Regarding the change in weather on February 15, a weather broadcaster used the expression: "I was ‘bewildered’ by the weather that went from spring to winter in one day,” but did not explain that the cause was climate warming. As a result of the first greenhouse gas observation at the Daesan Industrial Complex in South Chungcheong Province on January 14, the atmospheric concentration of carbon dioxide was 480 ppm. The Korea Meteorological Science Research Institute only explained this as the level of emission concentration caused by artificial pollutants. If the global average is 480 ppm, this is a threshold that exceeds the global average temperature of 2 degrees, according to the National Weather Service. The increase in greenhouse gases is entering an irreversible state.
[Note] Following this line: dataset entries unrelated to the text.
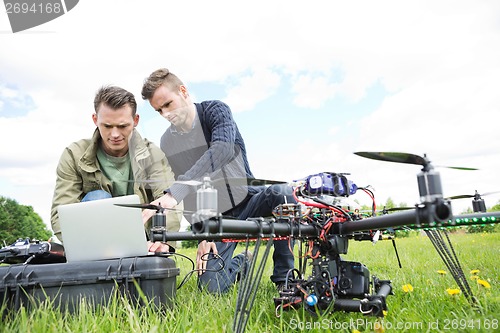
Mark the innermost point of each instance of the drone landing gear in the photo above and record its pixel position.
(447, 253)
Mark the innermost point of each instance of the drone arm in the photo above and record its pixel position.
(425, 215)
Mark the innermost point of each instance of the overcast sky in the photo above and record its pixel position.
(309, 83)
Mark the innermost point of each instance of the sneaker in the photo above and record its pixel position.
(248, 255)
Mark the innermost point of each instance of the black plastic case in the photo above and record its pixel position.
(96, 281)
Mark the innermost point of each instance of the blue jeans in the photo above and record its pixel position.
(261, 203)
(96, 195)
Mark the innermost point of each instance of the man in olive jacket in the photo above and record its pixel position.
(116, 161)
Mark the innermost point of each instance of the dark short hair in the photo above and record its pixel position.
(159, 77)
(115, 97)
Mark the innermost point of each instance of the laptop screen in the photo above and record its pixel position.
(95, 230)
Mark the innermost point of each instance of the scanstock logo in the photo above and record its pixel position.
(26, 14)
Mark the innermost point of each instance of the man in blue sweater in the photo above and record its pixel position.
(203, 139)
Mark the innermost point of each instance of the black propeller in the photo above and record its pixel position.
(233, 181)
(468, 196)
(403, 158)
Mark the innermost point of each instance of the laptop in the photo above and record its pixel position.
(96, 230)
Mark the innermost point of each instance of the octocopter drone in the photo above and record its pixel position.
(323, 227)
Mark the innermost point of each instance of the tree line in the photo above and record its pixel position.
(20, 222)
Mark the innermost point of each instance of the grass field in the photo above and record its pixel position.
(427, 308)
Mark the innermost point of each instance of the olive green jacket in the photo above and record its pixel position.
(79, 172)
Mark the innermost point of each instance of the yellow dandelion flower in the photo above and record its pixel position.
(378, 328)
(407, 288)
(484, 283)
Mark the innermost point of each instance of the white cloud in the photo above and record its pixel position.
(252, 89)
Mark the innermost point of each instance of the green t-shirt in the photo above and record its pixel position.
(118, 171)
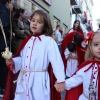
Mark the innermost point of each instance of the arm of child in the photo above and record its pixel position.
(17, 64)
(67, 54)
(57, 64)
(75, 80)
(56, 61)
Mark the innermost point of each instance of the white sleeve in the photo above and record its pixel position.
(17, 64)
(59, 37)
(75, 80)
(67, 52)
(56, 61)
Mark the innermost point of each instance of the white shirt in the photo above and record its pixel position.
(36, 56)
(58, 37)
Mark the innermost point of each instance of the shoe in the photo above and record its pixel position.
(1, 93)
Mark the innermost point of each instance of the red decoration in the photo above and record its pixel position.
(90, 35)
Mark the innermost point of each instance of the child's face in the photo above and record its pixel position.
(96, 46)
(37, 24)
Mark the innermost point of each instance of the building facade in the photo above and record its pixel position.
(82, 10)
(59, 11)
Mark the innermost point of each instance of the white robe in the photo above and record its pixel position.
(72, 64)
(36, 56)
(82, 77)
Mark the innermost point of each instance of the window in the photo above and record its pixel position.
(56, 22)
(64, 28)
(48, 2)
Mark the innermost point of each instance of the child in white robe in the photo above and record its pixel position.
(72, 61)
(89, 72)
(33, 81)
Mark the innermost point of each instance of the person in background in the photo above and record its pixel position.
(32, 60)
(88, 74)
(5, 8)
(58, 36)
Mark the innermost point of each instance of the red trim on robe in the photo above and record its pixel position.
(10, 86)
(80, 54)
(77, 91)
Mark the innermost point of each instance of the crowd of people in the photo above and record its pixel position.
(45, 63)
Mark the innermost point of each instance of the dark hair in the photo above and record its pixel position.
(57, 26)
(78, 39)
(47, 23)
(78, 26)
(71, 47)
(18, 11)
(4, 1)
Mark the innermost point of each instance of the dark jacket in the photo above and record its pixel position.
(5, 18)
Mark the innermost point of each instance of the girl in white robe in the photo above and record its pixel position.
(88, 73)
(33, 81)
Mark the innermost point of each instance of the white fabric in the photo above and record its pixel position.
(72, 64)
(82, 77)
(36, 56)
(58, 37)
(71, 30)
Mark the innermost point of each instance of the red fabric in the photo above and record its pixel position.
(77, 91)
(99, 85)
(80, 51)
(54, 94)
(80, 54)
(10, 86)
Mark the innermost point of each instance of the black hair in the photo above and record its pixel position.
(47, 23)
(4, 1)
(57, 26)
(79, 28)
(71, 47)
(77, 39)
(18, 11)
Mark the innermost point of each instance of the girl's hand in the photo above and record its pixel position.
(9, 62)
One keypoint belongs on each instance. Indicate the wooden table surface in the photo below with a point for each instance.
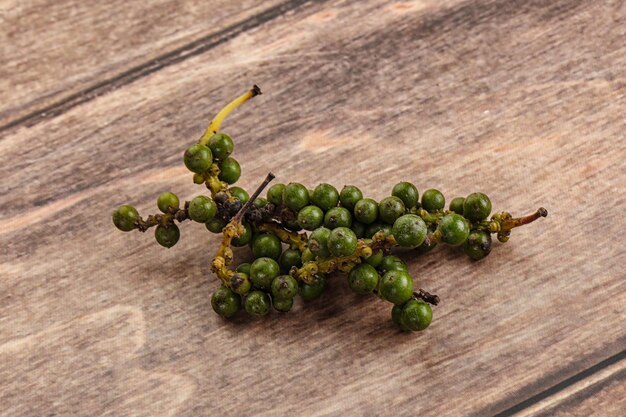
(523, 100)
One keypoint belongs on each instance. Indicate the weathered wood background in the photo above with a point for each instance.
(524, 100)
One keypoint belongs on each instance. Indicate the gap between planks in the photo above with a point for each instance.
(570, 387)
(180, 54)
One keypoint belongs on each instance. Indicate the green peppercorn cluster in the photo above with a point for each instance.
(299, 236)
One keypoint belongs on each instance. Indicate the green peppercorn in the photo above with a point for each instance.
(257, 303)
(309, 292)
(266, 245)
(389, 209)
(307, 255)
(168, 202)
(409, 230)
(358, 229)
(290, 258)
(476, 207)
(342, 242)
(240, 194)
(366, 210)
(374, 228)
(240, 283)
(221, 145)
(406, 192)
(275, 194)
(396, 287)
(230, 171)
(215, 225)
(263, 271)
(283, 305)
(416, 315)
(454, 229)
(477, 245)
(292, 224)
(318, 242)
(202, 209)
(260, 202)
(426, 247)
(349, 196)
(433, 200)
(325, 196)
(244, 268)
(167, 236)
(125, 218)
(198, 158)
(310, 217)
(337, 217)
(396, 317)
(225, 302)
(392, 263)
(456, 205)
(363, 278)
(284, 287)
(376, 258)
(295, 196)
(244, 239)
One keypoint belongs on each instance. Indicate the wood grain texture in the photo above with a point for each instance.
(52, 51)
(522, 100)
(602, 393)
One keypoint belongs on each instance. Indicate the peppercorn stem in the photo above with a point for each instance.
(216, 123)
(509, 223)
(426, 296)
(253, 197)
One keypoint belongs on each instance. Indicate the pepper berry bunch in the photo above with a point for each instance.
(300, 236)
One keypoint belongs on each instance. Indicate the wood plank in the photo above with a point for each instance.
(55, 52)
(508, 98)
(601, 394)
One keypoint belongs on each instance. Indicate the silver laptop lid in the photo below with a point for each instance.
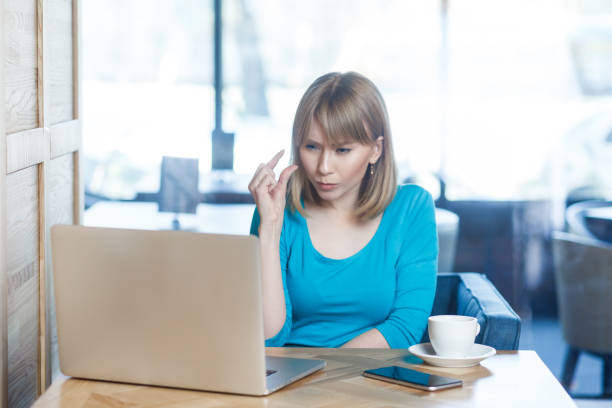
(168, 308)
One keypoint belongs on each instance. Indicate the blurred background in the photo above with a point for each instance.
(501, 109)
There was no response from the media. Whether it has value as main news, or will it make advertisers uncomfortable seems to be a more important criterion for judgment. The media's indifference based on commercial and selective criteria also shows that the climate crisis is just 'changeable weather' for the public.
Preparing for a climate crisis is preparing for natural disasters caused by extreme weather changes that future generations will experience. We should be preparing for the ‘common home’ crisis mentioned by Pope Francis. However, when these countermeasures come up against the problem of reducing the pleasure and happiness of current consumption, most people choose a ‘private home’ where they find happiness through consumption, and the climate here becomes an area that has nothing to do with them.
The economically wealthy perceive it as a secure personal home for living in an environment unaffected by climate issues. Ultimately, the victims of ‘extreme weather changes’ are the economically poor. However, among climatologists, some do not hesitate to make skeptical remarks that there will be no future damage from extreme weather changes. This is because it is a story about something we have not experienced. Moreover, they also dismiss the climate crisis theory by saying that the increase in greenhouse gases related to climate change is meaningless.
Humans living in a common house only perceive their current home as their personal home. Do current generations still need to take responsibility for future generations? Rather than being concerned with these questions, parents are only interested in the current problems such as the academic competition among children.
There is controversy among scholars regarding the climate issue but in reality, the current situation is evolving from indifference to climate issues to a nonissue. This is because, in many public discussions related to responsibility for future generations, there is more interest in current happiness rather than the problems future generations may receive.
The current situation is one in which we do not agree with Jeremy Bentham's ‘utilitarian’ understanding that the happiness of the majority is true happiness. In such a situation, those who believe in God, who created the world, do not recognize the words of St. Paul: For in him were created all things in heaven and on earth, the visible and the invisible, whether thrones or dominions or principalities or powers; all things were created through him and for him (cf. Col 1:16). Are not our parishes also a 'private home' rather than a 'common home'?